Most of the reason for being at work is to be accessible." And Valbona says the partitions do afford some privacy. "It’s bizarre, but the moment you sit down, you’re in your own private world and you can tune things out. The second you stand up, you’re a part of the communication that flows freely back and forth." Part of the philosophy behind open office systems, after all, is that employees share peripherals and ideas.
    Another pragmatic reason for switching to open office systems is mobility. With companies either downsizing or expanding within short periods of time, remodeling traditional office systems can be costly and inconvenient. Cubicles are the easiest and most cost-efficient way to account for such changes, says Valbona. "You can easily reconfigure, too," she says. "Say you lay off a couple of people because your company is moving in a different direction and you need different cubes to accommodate the new employees. You can easily reconfigure. It’s like building blocks. You can reconfigure to the shape, the size, all the needs that are required for your new facility, your new philosophy, your new target market."
    Flexibility is a notable characteristic of furniture popular in open office systems. Besides having softer edges, eliminating the sharp corners that Jennings says are taboo to the "feng shui" style, many of the pieces can be easily moved. "Everything has wheels," Valbona says jokingly. "Perhaps it’s because we’re moving into the 21st century where we’re moving so quickly that the furniture now has wheels."
    Furniture does have to keep up with rapidly increasing technology, says Valbona. "And private offices are pretty stationary," she says. While restructuring private offices can be extremely distracting, resulting in nonproductive "downtime," Valbona says open office systems can be reorganized virtually overnight. And if the reorganizing isn’t working out, the managers will be among the first to notice.



'Cube Farm' Lingo

    The workplace cubicle invasion is being accompanied by its own lingo. Here are a few examples of "bizspeak" that have come our way via e-mail.

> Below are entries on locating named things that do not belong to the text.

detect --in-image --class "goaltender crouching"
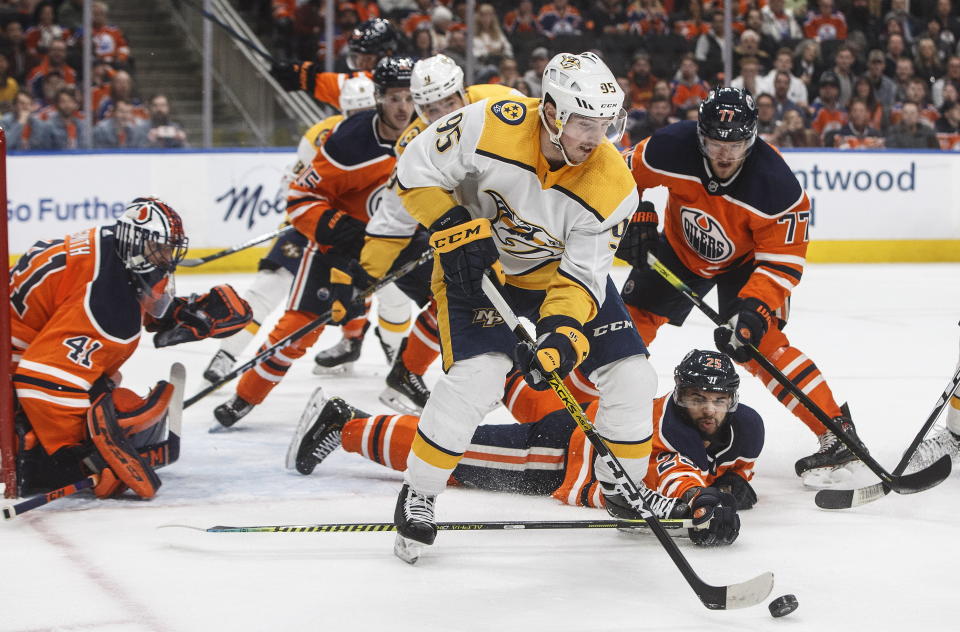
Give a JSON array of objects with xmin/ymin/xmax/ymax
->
[
  {"xmin": 10, "ymin": 197, "xmax": 252, "ymax": 498},
  {"xmin": 287, "ymin": 350, "xmax": 764, "ymax": 546}
]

Blamestorming: Sitting around in a group discussing why a deadline was missed or a project failed, and who was responsible.

Chainsaw Consultant: An outside expert brought in to reduce the employee head count, leaving the top brass with clean hands.

Cube Farm: An office filled with cubicles

Ego Surfing: Scanning the Net, databases, print media and so on, looking for references to one's own name.

Keyboard Plaque: The disgusting buildup of dirt and crud found on computer keyboards.

Mouse Potato: The online, wired generation's answer to the couch potato.

Ohnosecond: That minuscule fraction of time in which you realize that you've just made a big mistake.

Perot: To quit unexpectedly, as in "My cellular phone just Perot'ed."

Prairie Dogging: When someone yells or drops something loudly in a cube farm, and people’s heads pop up over the walls to see what’s going on.

Sitcoms: What yuppies turn into when they have children and one of them stops working to stay home with the kids. Stands for Single-Income, Two-Children, Oppressive Mortgage.

Starter Marriage: A short-lived first marriage that ends in divorce with no kids, no property and no regrets.

Swiped Out: An ATM or credit card that has been rendered useless because the magnetic strip is worn away from extensive use.

Tourists: People who take training classes just to get a vacation from their jobs. "We had three serious students in the class; the rest were just tourists."